Bankers who have been talking regularly to energy firms said at least a dozen companies are in a position to raise debt to
refinance bank loans or existing bonds in coming months.
One banker said the next primary deal in the sector could come as soon as next week if conditions remain supportive.
Investors have generally been amenable to buying bonds from credits that diligently repaired their balance sheets over the past several months and are now on firmer grounds to withstand lower prices.
A tightening of credit spreads amid a global hunt for yield has also helped support bond prices in the energy sector, especially for low-cost producers and midstream companies.
As US crude plunged by 20% from its June highs, the average yield on junk-rated
energy bonds has hovered around 9.5% - a far cry from the 12.5% seen in April, when oil was last around the current US$41 a barrel.
Extraction Oil & Gas in July became the second exploration and production company to price an unsecured bond this year, upsizing the five-year issue to US$550m from the US$500m initially targeted.
The Denver-based producer will use proceeds from the deal - which was priced to yield 7.875%, inside talk of 8% area - to refinance second-lien debt as it prepares to go public.
Credits similar to Extraction - privately held companies with expensive bank debt considering an IPO - as well as good quality credits with high-coupon bonds outstanding are all seen as potential candidates to tap the market.

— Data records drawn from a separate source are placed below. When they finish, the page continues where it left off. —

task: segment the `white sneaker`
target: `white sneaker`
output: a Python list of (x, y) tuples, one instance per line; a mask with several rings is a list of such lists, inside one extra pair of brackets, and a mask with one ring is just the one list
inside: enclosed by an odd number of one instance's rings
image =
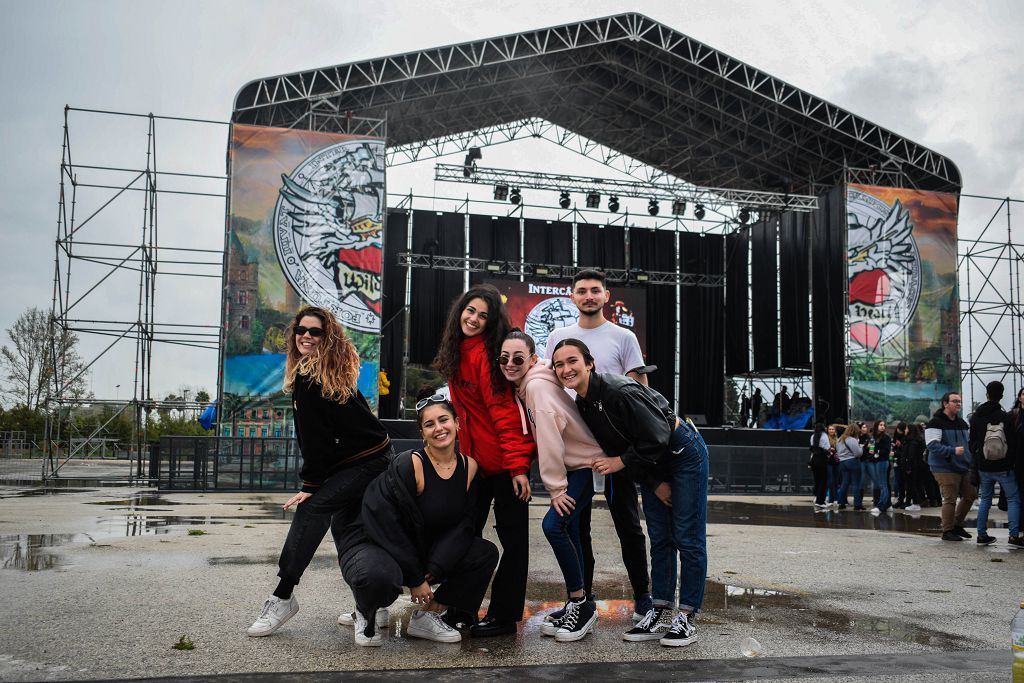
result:
[(366, 617), (362, 615), (359, 610), (355, 611), (356, 621), (355, 626), (355, 637), (356, 645), (360, 647), (380, 647), (384, 644), (384, 638), (380, 635), (380, 629), (374, 629), (373, 635), (366, 635), (366, 627), (369, 623), (366, 621)]
[(269, 636), (271, 633), (281, 628), (286, 621), (295, 616), (295, 613), (299, 611), (299, 601), (293, 595), (287, 600), (282, 600), (276, 595), (271, 595), (267, 598), (267, 601), (263, 603), (263, 609), (260, 610), (260, 615), (256, 617), (256, 621), (253, 622), (252, 626), (246, 631), (246, 633), (253, 638), (259, 638), (262, 636)]
[[(381, 607), (379, 610), (377, 610), (377, 615), (375, 617), (375, 620), (376, 620), (377, 628), (387, 628), (388, 627), (388, 608), (387, 607)], [(356, 623), (356, 613), (355, 613), (355, 610), (353, 610), (351, 612), (345, 612), (344, 614), (338, 615), (338, 623), (341, 624), (342, 626), (354, 626), (355, 623)]]
[(921, 506), (917, 505), (915, 503), (914, 505), (908, 505), (907, 507), (905, 507), (903, 509), (906, 510), (907, 512), (920, 512), (921, 511)]
[(873, 515), (880, 515), (880, 514), (882, 514), (882, 511), (879, 510), (878, 508), (871, 508), (870, 510), (868, 510), (868, 512), (870, 512)]
[(458, 643), (462, 634), (444, 623), (440, 612), (428, 612), (414, 609), (409, 617), (409, 626), (405, 632), (414, 638), (425, 638), (438, 643)]

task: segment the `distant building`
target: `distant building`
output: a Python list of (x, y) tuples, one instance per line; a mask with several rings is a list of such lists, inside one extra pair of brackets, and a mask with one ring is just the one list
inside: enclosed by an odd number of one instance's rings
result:
[[(251, 259), (238, 235), (231, 233), (228, 249), (227, 297), (224, 320), (227, 339), (235, 348), (249, 347), (259, 303), (259, 265)], [(260, 340), (262, 343), (262, 340)]]
[(245, 401), (233, 413), (223, 416), (219, 429), (221, 436), (291, 438), (295, 435), (292, 398), (287, 394), (278, 394)]

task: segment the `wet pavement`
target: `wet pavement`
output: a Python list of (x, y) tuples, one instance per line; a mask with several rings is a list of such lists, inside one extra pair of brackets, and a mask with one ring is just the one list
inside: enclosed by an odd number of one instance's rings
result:
[[(1000, 660), (974, 653), (1003, 646), (1022, 597), (1024, 552), (1009, 552), (1006, 531), (995, 524), (990, 533), (1000, 543), (979, 548), (934, 538), (938, 509), (876, 517), (815, 513), (803, 498), (716, 496), (697, 643), (664, 648), (621, 640), (632, 595), (603, 511), (593, 516), (597, 627), (578, 643), (556, 643), (540, 634), (540, 624), (561, 606), (564, 586), (539, 530), (547, 506), (538, 499), (530, 508), (526, 613), (515, 636), (457, 645), (408, 638), (412, 606), (402, 597), (390, 610), (384, 647), (355, 647), (351, 628), (336, 623), (352, 608), (351, 595), (327, 540), (296, 590), (300, 613), (274, 636), (252, 639), (244, 630), (273, 588), (292, 515), (280, 509), (283, 494), (26, 493), (0, 490), (0, 564), (7, 570), (0, 571), (0, 623), (18, 625), (0, 639), (4, 681), (339, 670), (372, 676), (437, 667), (455, 667), (444, 679), (482, 667), (496, 678), (509, 671), (606, 678), (616, 671), (679, 680), (876, 680), (900, 662), (917, 667), (908, 672), (950, 676), (935, 680), (956, 680), (968, 669), (989, 680), (1002, 670)], [(1005, 513), (993, 521), (1005, 522)], [(170, 649), (182, 634), (195, 650)], [(761, 645), (752, 660), (741, 652), (749, 637)], [(944, 653), (969, 653), (963, 660), (970, 666), (957, 670), (955, 658), (937, 658)], [(599, 662), (614, 664), (595, 667)], [(622, 662), (643, 665), (623, 669)], [(507, 666), (532, 668), (500, 668)]]

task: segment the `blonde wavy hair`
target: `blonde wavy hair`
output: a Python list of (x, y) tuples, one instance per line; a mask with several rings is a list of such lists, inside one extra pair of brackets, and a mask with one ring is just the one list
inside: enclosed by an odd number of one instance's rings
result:
[[(324, 335), (309, 355), (299, 353), (295, 343), (295, 326), (306, 316), (313, 316), (323, 326)], [(323, 397), (344, 403), (356, 393), (359, 380), (359, 353), (345, 335), (334, 314), (318, 306), (304, 306), (295, 314), (285, 338), (284, 390), (291, 392), (295, 375), (303, 375), (320, 385)]]

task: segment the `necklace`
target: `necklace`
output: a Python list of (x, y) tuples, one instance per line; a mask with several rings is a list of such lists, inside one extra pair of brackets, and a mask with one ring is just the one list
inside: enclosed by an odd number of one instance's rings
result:
[(452, 459), (451, 459), (450, 462), (440, 463), (440, 462), (438, 462), (437, 458), (435, 458), (433, 455), (431, 455), (431, 453), (430, 453), (430, 446), (424, 446), (423, 450), (426, 452), (427, 457), (430, 458), (430, 462), (434, 466), (434, 469), (447, 471), (447, 470), (453, 469), (455, 467), (456, 458), (455, 458), (454, 451), (452, 452)]

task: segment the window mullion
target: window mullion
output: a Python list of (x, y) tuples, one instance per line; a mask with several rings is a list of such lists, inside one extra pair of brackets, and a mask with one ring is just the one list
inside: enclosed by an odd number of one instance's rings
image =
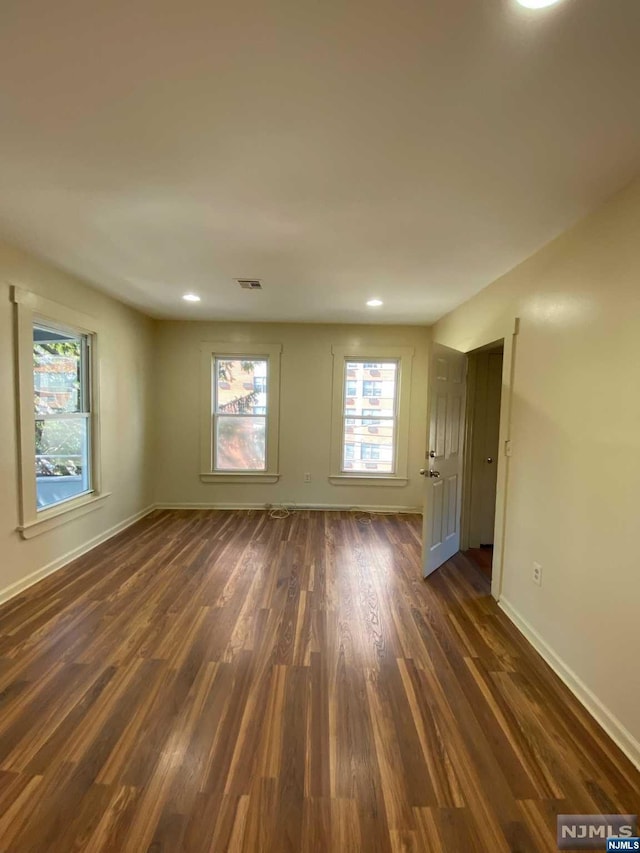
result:
[(35, 419), (37, 421), (72, 421), (77, 420), (77, 418), (90, 418), (91, 412), (58, 412), (57, 414), (53, 414), (51, 412), (36, 414)]
[(343, 415), (343, 418), (350, 418), (353, 421), (394, 421), (397, 415)]
[(266, 418), (269, 413), (252, 414), (251, 412), (213, 412), (216, 418)]

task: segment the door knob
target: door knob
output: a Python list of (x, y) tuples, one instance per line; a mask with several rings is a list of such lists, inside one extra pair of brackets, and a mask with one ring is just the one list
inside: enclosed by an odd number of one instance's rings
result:
[(489, 463), (489, 465), (491, 465), (491, 463), (493, 462), (493, 456), (487, 456), (487, 462)]
[(436, 458), (436, 452), (435, 452), (435, 450), (430, 450), (430, 451), (429, 451), (429, 456), (430, 456), (430, 458), (431, 458), (431, 459), (435, 459), (435, 458)]
[(420, 469), (420, 474), (423, 477), (435, 477), (436, 479), (440, 476), (440, 471), (434, 471), (433, 468), (430, 468), (428, 471), (426, 468)]

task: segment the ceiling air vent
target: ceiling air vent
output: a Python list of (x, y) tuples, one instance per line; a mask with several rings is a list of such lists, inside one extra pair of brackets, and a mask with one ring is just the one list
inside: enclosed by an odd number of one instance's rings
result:
[(237, 278), (236, 281), (245, 290), (262, 290), (262, 282), (258, 278)]

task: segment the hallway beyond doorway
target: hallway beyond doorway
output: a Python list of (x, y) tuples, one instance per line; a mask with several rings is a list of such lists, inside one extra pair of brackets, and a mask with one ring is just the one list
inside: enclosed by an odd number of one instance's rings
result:
[(481, 572), (485, 578), (491, 580), (491, 566), (493, 564), (493, 545), (480, 546), (480, 548), (468, 548), (464, 552), (470, 563)]

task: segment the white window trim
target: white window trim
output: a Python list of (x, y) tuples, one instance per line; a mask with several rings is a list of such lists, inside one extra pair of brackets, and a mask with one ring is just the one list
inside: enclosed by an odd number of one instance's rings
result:
[[(204, 341), (200, 344), (200, 480), (203, 483), (277, 483), (280, 436), (280, 357), (281, 344), (238, 344)], [(267, 387), (267, 466), (264, 471), (213, 470), (213, 359), (225, 355), (266, 358), (269, 361)]]
[[(23, 539), (80, 518), (104, 506), (109, 492), (102, 491), (100, 471), (100, 400), (98, 381), (98, 331), (92, 317), (45, 299), (19, 287), (12, 288), (16, 323), (16, 371), (18, 388), (18, 455), (20, 477), (20, 524)], [(35, 477), (35, 413), (33, 410), (33, 324), (53, 323), (56, 328), (91, 336), (91, 490), (38, 511)]]
[[(331, 403), (331, 473), (329, 482), (335, 486), (380, 485), (404, 486), (409, 482), (409, 421), (411, 417), (411, 368), (413, 347), (358, 346), (331, 347), (333, 353), (333, 393)], [(350, 360), (375, 362), (395, 360), (398, 362), (397, 378), (397, 438), (395, 473), (376, 474), (357, 471), (348, 474), (342, 471), (343, 410), (345, 399), (345, 363)]]

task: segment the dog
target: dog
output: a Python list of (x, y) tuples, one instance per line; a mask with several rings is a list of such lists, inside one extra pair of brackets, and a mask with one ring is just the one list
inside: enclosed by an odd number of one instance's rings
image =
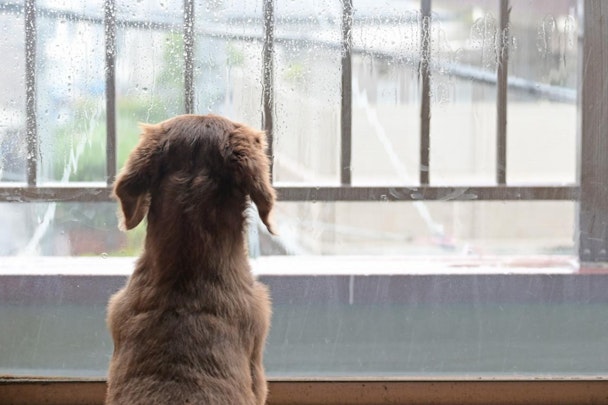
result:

Some of the companies that could easily tap bond investors are independent oil and gas producers in the sought-after Permian basin such as Diamondback Energy, RSP Permian and Concho Resources.
"If you have outstanding bonds that are yielding less than 7.5%, you have access to market," said the banker.
Concho could be an obvious candidate for refinancing as its US$600m 2021s carry a coupon of 7% but trade at a much tighter yield - around 5.7%.
"It's not something they have to do, but trades like that make sense," said the banker.
Limited
Outside of refinancing attempts, however, opportunities for new debt offerings appear limited.
Wary of adding leverage to their business, a number of independent producers have recently opted to finance asset purchases with equity rather than debt.
In spite of its strong credentials in the bond market, Diamondback raised US$490m in equity in July to buy new acreage in the
Delaware basin.
And investors still have sufficient appetite for equity as many see it as an opportunity to capture additional gains if oil prices ultimately recover.
Nonetheless, some of the companies that were preparing to tap the market over the summer after posting their quarterly earnings may ultimately decide to wait if oil prices don't recover from current levels.
"Even if they don't work at US$40, companies that make up the bulk of the (high-yield energy) index have long liquidity runways," said James Spicer, an analyst at Wells Fargo Securities.
"A lot of them have repaired their balance sheets over the past few months and can afford to wait and be opportunistic."